A ese desgaste se suma un error recurrente: el moralismo como sustituto de la rendición de cuentas. Cuando un proyecto se asume éticamente superior, suele convencerse de que ya no necesita explicar nada. La línea entre popularidad e impunidad se vuelve difusa. Toda crítica se interpreta como ataque; toda duda, como traición. Brasil lo vivió con claridad: el regreso del viejo liderazgo no borra que el experimento populista de derecha fue posible porque durante años se confundió justicia social con monopolio moral. En Polonia, el discurso conservador se desplomó cuando ya no pudo ocultar corrupción y abuso institucional. La superioridad moral no corrige una mala gestión; apenas la disimula… por un tiempo.

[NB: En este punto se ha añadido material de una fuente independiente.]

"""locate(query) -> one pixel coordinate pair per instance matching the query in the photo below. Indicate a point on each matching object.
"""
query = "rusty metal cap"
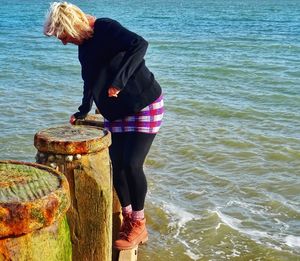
(32, 196)
(69, 139)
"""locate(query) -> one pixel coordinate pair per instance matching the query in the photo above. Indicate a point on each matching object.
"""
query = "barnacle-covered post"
(98, 120)
(81, 153)
(33, 204)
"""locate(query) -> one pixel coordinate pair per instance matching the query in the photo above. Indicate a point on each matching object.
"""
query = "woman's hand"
(72, 119)
(113, 91)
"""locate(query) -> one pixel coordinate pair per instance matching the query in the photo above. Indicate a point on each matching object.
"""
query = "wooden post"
(33, 204)
(124, 255)
(81, 153)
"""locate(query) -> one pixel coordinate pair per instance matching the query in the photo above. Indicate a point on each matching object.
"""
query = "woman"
(127, 95)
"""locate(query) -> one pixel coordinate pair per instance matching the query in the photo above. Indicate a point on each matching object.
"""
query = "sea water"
(223, 173)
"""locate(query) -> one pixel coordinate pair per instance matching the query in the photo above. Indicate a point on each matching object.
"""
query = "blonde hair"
(65, 19)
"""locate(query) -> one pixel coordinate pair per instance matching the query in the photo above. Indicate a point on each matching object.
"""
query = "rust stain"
(51, 210)
(16, 220)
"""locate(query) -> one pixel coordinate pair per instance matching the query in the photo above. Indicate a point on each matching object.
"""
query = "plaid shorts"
(148, 120)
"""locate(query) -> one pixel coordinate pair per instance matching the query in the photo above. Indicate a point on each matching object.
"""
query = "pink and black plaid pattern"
(148, 120)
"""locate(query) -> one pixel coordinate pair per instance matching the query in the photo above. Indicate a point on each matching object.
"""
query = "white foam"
(292, 241)
(180, 218)
(259, 236)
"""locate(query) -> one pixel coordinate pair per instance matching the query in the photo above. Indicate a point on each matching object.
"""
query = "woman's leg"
(136, 148)
(116, 151)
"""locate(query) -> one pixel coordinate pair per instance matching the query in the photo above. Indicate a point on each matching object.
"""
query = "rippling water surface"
(223, 173)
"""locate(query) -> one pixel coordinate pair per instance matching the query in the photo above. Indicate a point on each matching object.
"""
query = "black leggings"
(128, 152)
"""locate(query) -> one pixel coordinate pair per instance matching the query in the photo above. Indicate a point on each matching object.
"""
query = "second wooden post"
(81, 153)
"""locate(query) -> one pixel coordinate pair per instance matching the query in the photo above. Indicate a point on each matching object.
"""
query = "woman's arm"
(134, 48)
(86, 104)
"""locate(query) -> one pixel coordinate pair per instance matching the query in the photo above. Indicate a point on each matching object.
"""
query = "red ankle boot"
(125, 224)
(133, 234)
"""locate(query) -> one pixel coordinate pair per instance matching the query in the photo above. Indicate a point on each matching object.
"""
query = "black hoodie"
(114, 56)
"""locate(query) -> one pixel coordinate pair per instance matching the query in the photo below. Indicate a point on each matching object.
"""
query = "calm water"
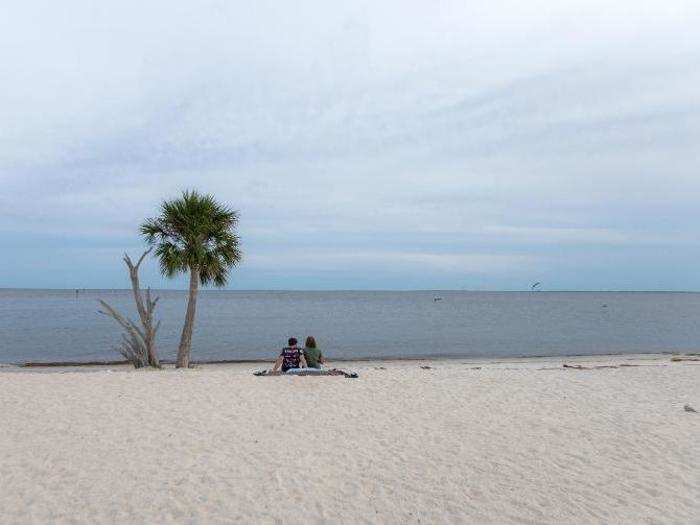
(54, 325)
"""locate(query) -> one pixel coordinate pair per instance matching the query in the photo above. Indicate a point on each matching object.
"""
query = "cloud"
(496, 132)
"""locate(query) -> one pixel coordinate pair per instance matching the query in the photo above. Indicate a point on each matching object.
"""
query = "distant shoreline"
(421, 290)
(372, 359)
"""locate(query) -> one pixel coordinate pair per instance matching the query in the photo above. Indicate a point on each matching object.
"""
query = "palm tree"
(194, 234)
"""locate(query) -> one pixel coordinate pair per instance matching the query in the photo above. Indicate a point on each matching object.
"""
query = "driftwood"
(138, 343)
(580, 367)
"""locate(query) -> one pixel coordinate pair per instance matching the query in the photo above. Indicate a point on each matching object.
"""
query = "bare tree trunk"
(138, 344)
(183, 352)
(145, 311)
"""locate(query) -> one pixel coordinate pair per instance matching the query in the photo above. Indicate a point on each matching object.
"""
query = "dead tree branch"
(139, 342)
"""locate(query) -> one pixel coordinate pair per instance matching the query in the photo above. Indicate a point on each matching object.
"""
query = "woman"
(314, 357)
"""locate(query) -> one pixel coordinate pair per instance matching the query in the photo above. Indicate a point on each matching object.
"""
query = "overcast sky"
(379, 144)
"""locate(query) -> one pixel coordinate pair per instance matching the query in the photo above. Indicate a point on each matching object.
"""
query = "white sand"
(508, 443)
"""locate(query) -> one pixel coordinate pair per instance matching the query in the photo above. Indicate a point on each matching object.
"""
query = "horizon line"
(406, 290)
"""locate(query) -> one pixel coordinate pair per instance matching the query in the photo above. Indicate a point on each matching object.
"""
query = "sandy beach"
(512, 441)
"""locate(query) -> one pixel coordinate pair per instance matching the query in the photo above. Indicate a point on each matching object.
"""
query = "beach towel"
(308, 372)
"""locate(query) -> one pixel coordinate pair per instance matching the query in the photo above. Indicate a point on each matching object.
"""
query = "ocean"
(60, 325)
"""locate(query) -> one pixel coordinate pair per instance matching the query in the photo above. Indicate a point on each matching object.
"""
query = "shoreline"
(638, 356)
(609, 439)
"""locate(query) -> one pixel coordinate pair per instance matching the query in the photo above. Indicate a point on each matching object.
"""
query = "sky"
(367, 145)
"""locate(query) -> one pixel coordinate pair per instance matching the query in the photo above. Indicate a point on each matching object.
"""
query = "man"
(290, 357)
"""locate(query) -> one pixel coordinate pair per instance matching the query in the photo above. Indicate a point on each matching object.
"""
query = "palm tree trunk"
(183, 352)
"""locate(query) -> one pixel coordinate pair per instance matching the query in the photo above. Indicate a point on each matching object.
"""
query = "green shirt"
(313, 357)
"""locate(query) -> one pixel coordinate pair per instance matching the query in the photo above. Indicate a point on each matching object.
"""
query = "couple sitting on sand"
(294, 358)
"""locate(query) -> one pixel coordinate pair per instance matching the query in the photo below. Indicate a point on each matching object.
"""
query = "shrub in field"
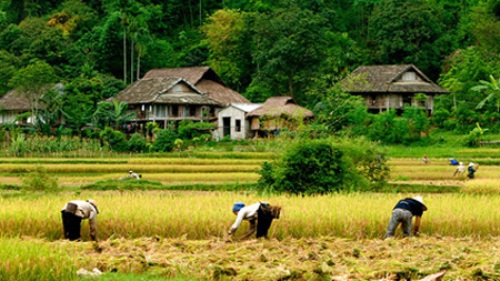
(323, 166)
(164, 141)
(39, 180)
(308, 167)
(189, 130)
(115, 139)
(137, 143)
(368, 159)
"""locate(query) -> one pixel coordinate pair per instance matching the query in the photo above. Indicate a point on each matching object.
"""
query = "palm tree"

Bolivia aporta otra lección incómoda. La promesa de riqueza colectiva a partir de la nacionalización de un recurso estratégico terminó concentrándose en pocos bolsillos. Ni siquiera contar con una de las mayores reservas del mundo fue suficiente para sostener el relato cuando la corrupción se volvió inocultable. El péndulo volvió, no por ideología, sino por decepción. Suele ser así.
Los proyectos personalistas, además, pagan un costo adicional: cuando el líder se desgasta, el movimiento se vacía. Centralizar el poder en una figura carismática puede ganar elecciones, pero debilita la sucesión. El mito no se hereda; se administra. Y casi siempre mal. Venezuela lleva años demostrando que el carisma no sustituye a las instituciones. Turquía también: el liderazgo persiste, pero a costa de un entramado institucional erosionado y una oposición urbana que crece. En Brasil, la sucesora nunca dejó de ser medida con la vara del antecesor y terminó cargando con costos que no diseñó sola. Cuando todo depende de un nombre, el relevo siempre parece impuesto.
La polarización permanente acelera ese desgaste. Gobernar desde el conflicto constante moviliza al inicio, pero termina agotando incluso a los propios. La lógica de “ellos contra nosotros” sirve en campaña; en el gobierno erosiona gobernabilidad y cansa emocionalmente. En Estados Unidos, la derrota de Trump en 2020 no se explicó por falta de base, sino por fatiga social ante el caos continuo. En España, el ruido ideológico abrió espacio tanto a la derecha dura como a un voto de castigo silencioso. Al final, el bolsillo pesa más que la guerra cultural.
Mientras el poder se encierra en su certeza, la oposición aprende. La derecha que regresa ya no es la caricatura del pasado: se presenta como antisistema, habla de problemas concretos y cuida su estética. En Chile, el candidato más duro perdió, pero la derecha se reconfiguró mientras el gobierno se desgastaba bajo expectativas imposibles. En Argentina, el outsider no solo gritó más fuerte: leyó mejor el momento. Subestimar al adversario suele ser la forma más eficiente de perder.
La democracia no colapsa de golpe. Cobra facturas. Las alternancias no son traiciones: son mecanismos de corrección. Cuando un proyecto se percibe hegemónico, soberbio o inamovible, el voto actúa como límite. Incluso en democracias consolidadas -Suecia, Finlandia, Alemania- el péndulo ha empezado a moverse tras largos gobiernos progresistas.
Los ejemplos se acumulan y la lección es menos ideológica de lo que suele creerse: ningún movimiento es eterno, ninguna narrativa es infinita y ningún poder debería asumirse inmune al desgaste. El péndulo no avisa cuando empieza a moverse; solo se nota cuando ya tomó velocidad. Y suele regresar con más fuerza cuando durante años se insistió en que no podía volver.